= Convention of Scutari =

1862 treaty between Montenegro and the Ottomans

The Convention of Scutari (Modern Turkish: İşkodra Barışı) was a treaty signed between the Ottoman Empire and the Principality of Montenegro on 31 August 1862.

== Background ==

The Principality of Montenegro was not recognized state by the Ottoman Empire. During the first half of the 19th century the Ottoman dominance was weakened and Nikola I, the prince of Montenegro, felt free to support a rebellion in the neighbouring Ottoman province of Herzegovina. Ottoman general Ömer Pasha, who was in charge of suppressing the rebellion, defeated the rebels and marched towards Cetinje (then the capital of Montenegro) .

== The treaty ==

The treaty was signed in Scutari in Ottoman Empire (present-day Shkodër, Albania) after Montenegro sued for peace.
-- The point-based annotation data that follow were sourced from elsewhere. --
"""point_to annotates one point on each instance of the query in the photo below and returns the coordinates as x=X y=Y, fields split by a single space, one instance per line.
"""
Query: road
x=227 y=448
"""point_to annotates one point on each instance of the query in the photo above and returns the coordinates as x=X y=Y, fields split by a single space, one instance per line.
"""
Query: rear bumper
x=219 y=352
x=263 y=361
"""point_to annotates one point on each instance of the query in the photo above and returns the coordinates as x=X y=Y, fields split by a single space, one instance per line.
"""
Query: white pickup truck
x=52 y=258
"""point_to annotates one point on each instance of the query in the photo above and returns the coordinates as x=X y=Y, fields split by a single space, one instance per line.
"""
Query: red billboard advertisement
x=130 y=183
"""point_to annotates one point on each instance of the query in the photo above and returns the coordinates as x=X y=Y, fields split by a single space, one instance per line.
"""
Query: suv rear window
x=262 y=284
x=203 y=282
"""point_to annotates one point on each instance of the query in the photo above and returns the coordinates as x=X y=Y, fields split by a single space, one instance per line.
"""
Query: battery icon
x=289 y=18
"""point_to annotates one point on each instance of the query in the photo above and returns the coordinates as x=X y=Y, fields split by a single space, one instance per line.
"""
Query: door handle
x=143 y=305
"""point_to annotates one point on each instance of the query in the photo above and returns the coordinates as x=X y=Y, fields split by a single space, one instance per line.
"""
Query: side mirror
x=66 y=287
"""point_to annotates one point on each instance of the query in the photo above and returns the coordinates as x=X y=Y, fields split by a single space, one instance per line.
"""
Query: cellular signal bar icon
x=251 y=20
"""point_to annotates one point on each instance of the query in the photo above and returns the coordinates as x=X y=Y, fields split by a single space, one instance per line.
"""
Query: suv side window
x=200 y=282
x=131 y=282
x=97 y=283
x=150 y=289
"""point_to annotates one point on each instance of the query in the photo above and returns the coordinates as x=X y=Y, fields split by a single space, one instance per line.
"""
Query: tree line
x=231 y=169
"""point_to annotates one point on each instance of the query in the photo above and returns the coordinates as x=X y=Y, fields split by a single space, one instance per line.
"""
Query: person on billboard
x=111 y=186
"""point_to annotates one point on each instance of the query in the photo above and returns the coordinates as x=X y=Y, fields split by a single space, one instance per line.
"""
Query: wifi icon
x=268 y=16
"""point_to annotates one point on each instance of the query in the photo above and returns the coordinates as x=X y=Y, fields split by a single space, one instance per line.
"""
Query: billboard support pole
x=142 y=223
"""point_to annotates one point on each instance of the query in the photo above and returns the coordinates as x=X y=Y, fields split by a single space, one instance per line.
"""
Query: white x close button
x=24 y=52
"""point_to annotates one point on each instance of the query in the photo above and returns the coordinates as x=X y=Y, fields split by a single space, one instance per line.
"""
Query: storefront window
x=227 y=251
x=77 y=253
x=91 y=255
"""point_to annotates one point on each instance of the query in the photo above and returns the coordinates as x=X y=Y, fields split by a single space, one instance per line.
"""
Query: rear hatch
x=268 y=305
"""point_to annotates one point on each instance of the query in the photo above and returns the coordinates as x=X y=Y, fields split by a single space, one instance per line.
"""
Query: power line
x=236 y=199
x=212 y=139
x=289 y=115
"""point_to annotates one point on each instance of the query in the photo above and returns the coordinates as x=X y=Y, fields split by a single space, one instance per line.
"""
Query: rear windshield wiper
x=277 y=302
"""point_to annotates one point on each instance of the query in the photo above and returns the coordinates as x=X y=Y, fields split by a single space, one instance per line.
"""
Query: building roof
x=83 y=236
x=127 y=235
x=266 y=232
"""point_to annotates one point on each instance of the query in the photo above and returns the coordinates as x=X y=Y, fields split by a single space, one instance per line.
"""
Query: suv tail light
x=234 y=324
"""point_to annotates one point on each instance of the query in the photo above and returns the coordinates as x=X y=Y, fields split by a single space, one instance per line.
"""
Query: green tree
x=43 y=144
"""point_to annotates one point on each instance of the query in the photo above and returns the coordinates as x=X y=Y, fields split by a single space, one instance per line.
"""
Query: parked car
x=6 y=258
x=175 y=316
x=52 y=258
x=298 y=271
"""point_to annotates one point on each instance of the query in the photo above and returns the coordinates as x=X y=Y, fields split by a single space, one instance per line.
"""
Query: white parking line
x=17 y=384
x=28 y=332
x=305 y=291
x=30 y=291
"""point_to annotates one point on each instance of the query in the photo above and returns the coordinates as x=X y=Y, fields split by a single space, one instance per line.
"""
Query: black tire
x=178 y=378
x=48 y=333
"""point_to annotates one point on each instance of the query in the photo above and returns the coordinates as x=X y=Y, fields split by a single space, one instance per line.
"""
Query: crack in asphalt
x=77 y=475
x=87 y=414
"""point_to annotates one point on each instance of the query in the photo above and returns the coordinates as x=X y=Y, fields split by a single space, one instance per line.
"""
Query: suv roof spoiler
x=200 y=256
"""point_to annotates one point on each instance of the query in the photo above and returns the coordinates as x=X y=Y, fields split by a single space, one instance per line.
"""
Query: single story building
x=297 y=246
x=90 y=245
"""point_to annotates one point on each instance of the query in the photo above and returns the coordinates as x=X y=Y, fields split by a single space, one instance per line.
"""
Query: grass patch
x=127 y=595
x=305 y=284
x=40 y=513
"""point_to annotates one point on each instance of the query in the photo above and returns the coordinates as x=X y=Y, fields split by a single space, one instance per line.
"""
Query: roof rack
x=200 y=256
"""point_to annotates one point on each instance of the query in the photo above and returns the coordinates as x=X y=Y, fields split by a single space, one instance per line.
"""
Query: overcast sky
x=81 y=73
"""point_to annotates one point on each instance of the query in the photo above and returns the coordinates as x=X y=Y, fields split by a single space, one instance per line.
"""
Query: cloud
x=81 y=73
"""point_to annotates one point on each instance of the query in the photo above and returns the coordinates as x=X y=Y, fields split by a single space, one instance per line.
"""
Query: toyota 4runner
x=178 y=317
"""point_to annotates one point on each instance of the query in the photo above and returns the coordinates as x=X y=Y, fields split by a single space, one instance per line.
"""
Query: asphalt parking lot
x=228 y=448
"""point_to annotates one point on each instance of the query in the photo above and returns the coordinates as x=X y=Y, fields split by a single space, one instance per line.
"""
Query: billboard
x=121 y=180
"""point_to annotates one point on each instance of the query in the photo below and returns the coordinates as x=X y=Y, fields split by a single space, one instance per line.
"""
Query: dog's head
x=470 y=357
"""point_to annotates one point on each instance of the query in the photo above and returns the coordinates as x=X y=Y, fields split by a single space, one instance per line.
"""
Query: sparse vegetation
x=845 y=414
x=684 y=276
The terms were:
1. Vassal status of Montenegro (as well as province borderline) was ratified
2. Mirko Petrović-Njegoš, Nikola's father who had fought against Ottomans was deported
3. Weapon import to Montenegro was banned
4. The provincial borderline between Montenegro and Herzegovina was put under Ottoman military control

== Aftermath ==
Montenegro became independent by the Treaty of Berlin signed after the Russo-Turkish War of 1877–1878.